Basically what happens across the board with the concerns underlying the CoBIT controls is that the smart display approach is tied so closely to user management that IT simply can't get away with the document based control conceptualization taught today's auditors - but the reality of real time, user visible, metrics has the nice consequence that it's easy to boiler plate the expected documentation when asked.
Unfortunately getting there from some "here" can be very difficult. The technology change itself is easy - rolling out Sun Rays and servers is a lot simpler than rolling out PCs, but the technology by itself combines with data processing tradition to exert a centralizing force - and that generally produces benefits to IT, but at a cost in flexibility and control to the user community.
That's counter-productive at the corporate level because the big dollars are in making users more effective, not in reducing IT costs.
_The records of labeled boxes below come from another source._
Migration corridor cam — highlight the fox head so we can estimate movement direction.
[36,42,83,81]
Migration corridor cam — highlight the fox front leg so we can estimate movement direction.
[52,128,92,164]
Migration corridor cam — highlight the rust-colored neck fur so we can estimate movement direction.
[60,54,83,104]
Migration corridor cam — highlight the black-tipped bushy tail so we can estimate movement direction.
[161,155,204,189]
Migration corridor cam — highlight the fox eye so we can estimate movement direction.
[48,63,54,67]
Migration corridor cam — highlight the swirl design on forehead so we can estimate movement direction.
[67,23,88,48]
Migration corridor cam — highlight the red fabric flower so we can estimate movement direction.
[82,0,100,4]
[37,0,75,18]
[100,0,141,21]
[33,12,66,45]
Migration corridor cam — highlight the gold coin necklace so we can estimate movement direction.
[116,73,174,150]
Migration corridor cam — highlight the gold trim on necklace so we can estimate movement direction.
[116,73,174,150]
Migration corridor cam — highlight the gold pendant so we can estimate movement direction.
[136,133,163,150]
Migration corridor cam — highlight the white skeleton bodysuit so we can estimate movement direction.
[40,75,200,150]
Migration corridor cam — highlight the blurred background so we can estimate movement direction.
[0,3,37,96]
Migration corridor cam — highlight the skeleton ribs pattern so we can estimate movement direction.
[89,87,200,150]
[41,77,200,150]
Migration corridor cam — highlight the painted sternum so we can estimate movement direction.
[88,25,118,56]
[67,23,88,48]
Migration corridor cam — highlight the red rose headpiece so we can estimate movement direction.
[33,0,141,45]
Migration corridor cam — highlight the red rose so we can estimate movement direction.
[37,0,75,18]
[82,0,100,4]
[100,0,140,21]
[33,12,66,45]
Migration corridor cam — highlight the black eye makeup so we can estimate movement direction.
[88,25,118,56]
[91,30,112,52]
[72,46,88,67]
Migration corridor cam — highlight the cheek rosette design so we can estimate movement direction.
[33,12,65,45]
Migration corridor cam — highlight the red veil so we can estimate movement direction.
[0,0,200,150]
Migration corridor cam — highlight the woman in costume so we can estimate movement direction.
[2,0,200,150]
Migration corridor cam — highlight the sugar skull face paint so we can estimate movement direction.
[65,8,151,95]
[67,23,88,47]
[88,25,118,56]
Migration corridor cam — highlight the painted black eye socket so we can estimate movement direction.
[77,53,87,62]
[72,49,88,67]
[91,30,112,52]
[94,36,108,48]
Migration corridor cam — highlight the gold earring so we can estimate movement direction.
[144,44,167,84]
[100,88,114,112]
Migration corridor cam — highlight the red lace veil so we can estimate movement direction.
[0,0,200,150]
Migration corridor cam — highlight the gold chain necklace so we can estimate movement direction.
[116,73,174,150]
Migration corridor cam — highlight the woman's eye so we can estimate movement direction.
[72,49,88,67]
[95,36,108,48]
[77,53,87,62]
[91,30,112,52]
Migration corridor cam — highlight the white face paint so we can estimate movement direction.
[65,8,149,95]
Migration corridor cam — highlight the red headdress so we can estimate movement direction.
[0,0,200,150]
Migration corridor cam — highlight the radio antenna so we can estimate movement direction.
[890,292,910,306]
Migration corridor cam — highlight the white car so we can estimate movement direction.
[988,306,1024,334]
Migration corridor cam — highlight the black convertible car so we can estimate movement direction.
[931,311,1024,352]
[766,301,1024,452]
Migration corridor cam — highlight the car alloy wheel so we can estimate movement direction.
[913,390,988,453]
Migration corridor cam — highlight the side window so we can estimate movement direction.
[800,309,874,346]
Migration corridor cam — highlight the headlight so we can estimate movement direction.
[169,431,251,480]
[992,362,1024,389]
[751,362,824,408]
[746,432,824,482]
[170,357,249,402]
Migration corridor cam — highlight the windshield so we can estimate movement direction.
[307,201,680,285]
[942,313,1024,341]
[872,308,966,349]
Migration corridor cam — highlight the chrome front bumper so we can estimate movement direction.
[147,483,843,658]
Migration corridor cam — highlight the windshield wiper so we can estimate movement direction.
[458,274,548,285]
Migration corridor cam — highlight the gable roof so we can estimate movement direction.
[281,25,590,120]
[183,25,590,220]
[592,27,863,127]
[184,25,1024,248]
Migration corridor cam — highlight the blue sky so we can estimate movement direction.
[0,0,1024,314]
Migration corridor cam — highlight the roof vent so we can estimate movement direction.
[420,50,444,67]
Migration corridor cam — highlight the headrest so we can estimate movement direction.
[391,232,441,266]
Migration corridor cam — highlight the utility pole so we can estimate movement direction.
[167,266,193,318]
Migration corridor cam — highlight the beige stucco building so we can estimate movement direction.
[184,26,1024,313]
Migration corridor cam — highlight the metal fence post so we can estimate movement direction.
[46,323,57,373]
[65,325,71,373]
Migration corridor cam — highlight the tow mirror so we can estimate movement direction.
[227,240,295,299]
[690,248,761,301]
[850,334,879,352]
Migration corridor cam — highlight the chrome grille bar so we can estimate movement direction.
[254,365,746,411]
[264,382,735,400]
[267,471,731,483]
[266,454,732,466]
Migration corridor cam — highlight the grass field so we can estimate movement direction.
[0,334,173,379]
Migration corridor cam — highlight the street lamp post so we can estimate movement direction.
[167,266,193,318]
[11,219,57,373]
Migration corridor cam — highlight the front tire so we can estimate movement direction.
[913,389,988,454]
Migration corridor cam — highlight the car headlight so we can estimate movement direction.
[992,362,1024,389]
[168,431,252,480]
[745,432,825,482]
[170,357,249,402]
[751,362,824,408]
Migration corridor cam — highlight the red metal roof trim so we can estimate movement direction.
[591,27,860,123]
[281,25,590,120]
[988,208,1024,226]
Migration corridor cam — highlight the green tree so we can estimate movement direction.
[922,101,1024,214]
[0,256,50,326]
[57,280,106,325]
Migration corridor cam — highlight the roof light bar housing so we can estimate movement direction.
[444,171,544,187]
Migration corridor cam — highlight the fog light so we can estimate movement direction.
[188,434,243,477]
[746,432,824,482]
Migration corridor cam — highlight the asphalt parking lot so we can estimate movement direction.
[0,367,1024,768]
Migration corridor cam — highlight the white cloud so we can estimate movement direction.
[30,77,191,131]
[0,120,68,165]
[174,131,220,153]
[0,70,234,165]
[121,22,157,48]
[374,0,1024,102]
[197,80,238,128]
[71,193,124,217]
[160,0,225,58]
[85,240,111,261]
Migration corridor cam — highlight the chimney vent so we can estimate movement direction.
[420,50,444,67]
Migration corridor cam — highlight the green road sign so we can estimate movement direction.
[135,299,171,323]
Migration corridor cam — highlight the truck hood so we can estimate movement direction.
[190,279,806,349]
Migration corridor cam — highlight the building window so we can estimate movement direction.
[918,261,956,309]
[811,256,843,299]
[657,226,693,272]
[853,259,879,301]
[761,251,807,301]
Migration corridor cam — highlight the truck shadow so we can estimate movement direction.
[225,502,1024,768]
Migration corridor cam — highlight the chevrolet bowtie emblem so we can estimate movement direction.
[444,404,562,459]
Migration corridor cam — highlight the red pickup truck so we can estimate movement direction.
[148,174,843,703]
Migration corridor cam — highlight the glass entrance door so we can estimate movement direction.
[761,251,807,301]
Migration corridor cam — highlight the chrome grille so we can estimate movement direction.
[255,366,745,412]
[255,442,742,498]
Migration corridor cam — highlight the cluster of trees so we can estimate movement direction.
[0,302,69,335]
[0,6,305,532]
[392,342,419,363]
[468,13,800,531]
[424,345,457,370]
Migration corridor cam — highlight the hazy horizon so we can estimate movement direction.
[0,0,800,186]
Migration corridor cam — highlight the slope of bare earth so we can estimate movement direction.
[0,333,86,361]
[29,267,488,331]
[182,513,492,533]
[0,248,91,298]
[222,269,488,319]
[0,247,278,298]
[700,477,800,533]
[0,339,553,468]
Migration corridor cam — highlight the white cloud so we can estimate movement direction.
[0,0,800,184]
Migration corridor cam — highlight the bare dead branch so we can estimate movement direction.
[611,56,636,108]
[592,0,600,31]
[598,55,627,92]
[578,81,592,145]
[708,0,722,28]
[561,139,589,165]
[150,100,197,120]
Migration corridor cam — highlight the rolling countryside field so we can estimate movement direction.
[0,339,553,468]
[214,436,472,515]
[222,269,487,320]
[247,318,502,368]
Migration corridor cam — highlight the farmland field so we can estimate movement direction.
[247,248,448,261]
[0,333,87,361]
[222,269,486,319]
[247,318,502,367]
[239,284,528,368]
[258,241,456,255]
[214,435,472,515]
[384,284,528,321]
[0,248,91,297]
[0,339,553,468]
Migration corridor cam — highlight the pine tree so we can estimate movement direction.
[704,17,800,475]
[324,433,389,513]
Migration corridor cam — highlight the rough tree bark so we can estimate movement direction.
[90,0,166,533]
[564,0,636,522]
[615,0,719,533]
As a result you need to do the opposite thing: decentralize IT management despite adopting centralized processing - and that means planning this transition from the start; it means educating, coaxing, or removing middle and line management: it means lining up IT behind service delivery, not budget management - and unfortunately it also means finnessing 1920s auditor requirements.
This chapter, therefore, is to be about looking at what happens in each scenario when the appearance of thin clients tilts the technology balance in favor of those with control agendas -and SOX arguments.
The external systems, meanwhile, can appear unaffected when seen from that outside perspective - external interfaces continue to operate as before, and external officials continue whatever access they had before. In this situation whether the school's budget officer accesses the centralized registration receipts system via a PC or a Sun Ray makes absolutely no difference - and sleeping dogs can continue sleeping essentially forever or until significant staffing change occurs.
In particular CoBIT controls like rigid job separation and formal qualification by role simply don't apply in situations where your sysadmins work with users and become jacks of all trades through cross training within your service delivery teams. Thus the right control here isn't based on inputs (roles and qualifications), but on outputs: service delivery measured in terms of reliability and change in response to user needs.
The odd thing about this for the large public companies affected by SOX is that the smart display approach is probably the only one in which it is truly possible for a senior executive to testify, with confidence, to the integrity of the systems producing the financial numbers reported to the public - because it's the only business systems architecture in which information about systems integrity gets to the senior people without being filtered through a protective systems management lens first.
The KMPG consulting group's inability to file full financials when spun out as Bearingpoint illustrates the problem - every traditional control known to man, but a complete disdain among the senior people in an IT management consulting firm for their own IT problems produced a multi-year disaster.
The probable right approach, therefore, is to first pioneer the thin client approach and then the devolution to user managed services in specific practice areas or regions where the CIO has people in place who seem likely to succeed - and then gradually spread the resulting infrastructure and systems management ideas to other practices, other regions.